Pep talk from Adam Sandler:
I want to tell all of you a story about the late 20th century, the ancient strands of the old Web aught-point-oh. When these digital frontiers were first discovered and settled by the original techno-pilgrims, it immediately created a new class of human being, a kind of cyber-samurai who surfed the information super-byway, nomads with the noble goal of upholding justice and enforcing order on this chaotic new world wherever they went. The people called them web forum moderators, and here today, I am asking all of you to take up their legacy.
Approximately sixty seconds after going live, Undrtow is going to be immediately hacked by a member of GLITCH MOB, who is immediately trying to sabotage Booktok’s team.
CALIGULA MAGNESIUM
EIDOLON: I CAN BE ANYONE
“My Eidolon can corrupt anything it touches, infecting it with my essence and causing it to become my puppet.”
Resonant Card: The Fool
Dissonant Card:
CRASH 0: Caligula hacks into Adam Sandler’s cybernetics, puppeteering his body and attacking the team; Adam needs to be restrained or neutralized, or Caligula needs to be “exorcized.”
CRASH 1: Caligula begins rapidly jumping from user to user, diving out of one body the moment he’s compromised and diving into another; Caligula needs to be either critically wounded or fully locked out of the network.
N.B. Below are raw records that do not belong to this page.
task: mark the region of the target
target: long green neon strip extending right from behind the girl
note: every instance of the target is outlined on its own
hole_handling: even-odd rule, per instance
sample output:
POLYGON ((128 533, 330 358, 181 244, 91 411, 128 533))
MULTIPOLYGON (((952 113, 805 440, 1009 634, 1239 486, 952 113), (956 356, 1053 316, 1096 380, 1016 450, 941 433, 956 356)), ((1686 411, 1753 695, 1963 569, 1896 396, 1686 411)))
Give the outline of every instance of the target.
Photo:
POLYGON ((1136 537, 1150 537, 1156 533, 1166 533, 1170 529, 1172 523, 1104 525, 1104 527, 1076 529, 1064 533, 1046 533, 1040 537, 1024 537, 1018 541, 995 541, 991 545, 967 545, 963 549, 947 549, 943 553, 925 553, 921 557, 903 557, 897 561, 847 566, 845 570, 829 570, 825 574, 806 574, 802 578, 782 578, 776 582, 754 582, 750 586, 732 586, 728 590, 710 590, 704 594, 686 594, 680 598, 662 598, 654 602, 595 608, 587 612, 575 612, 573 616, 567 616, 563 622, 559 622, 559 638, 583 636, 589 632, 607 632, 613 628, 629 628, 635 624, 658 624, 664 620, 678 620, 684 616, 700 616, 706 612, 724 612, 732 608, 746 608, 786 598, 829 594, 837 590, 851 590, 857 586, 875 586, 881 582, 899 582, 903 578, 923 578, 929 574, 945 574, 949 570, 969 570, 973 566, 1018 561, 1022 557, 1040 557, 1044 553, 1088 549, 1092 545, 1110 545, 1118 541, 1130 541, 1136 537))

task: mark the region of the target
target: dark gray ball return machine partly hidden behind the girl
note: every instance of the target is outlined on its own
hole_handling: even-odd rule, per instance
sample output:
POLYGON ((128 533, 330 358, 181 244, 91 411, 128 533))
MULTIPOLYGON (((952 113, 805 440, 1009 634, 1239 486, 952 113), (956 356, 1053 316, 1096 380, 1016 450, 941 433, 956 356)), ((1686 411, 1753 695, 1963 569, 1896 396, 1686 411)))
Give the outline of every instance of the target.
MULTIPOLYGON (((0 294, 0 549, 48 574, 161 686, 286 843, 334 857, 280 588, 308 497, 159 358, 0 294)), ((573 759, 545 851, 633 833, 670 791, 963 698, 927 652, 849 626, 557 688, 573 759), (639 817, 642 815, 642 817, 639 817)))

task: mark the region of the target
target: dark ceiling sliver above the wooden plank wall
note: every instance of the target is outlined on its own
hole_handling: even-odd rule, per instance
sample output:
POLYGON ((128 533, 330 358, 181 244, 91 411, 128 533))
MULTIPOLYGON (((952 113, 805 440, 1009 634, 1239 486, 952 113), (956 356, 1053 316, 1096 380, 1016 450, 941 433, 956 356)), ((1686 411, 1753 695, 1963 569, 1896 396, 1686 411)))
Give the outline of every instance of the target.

CRASH 2: Caligula retreats, using his ability to instead possess a massive drill from a Helium-3 mining site just outside of the city. It immediately begins attempting to breath the city’s dome, which will cause untold casualties; the drill needs to be stopped, and Caligula needs to be fully neutralized.
CRASH 3: Defeat.
______________________________________________________
We ended up not having time to do the final Crash here. That makes sense, since it's an episode 1 and we had lots of groundwork we needed to lay, but since it's a Crash suggested by the EDM players I do feel a little bad that it got scrapped. Can't really be helped though!
It's very funny to me that it did not occur to me to think of the fact that they'd want to try and find the source of the network infection and that I had to come up with something for that on the spot. Pretty obvious way to start trying to deal with this problem!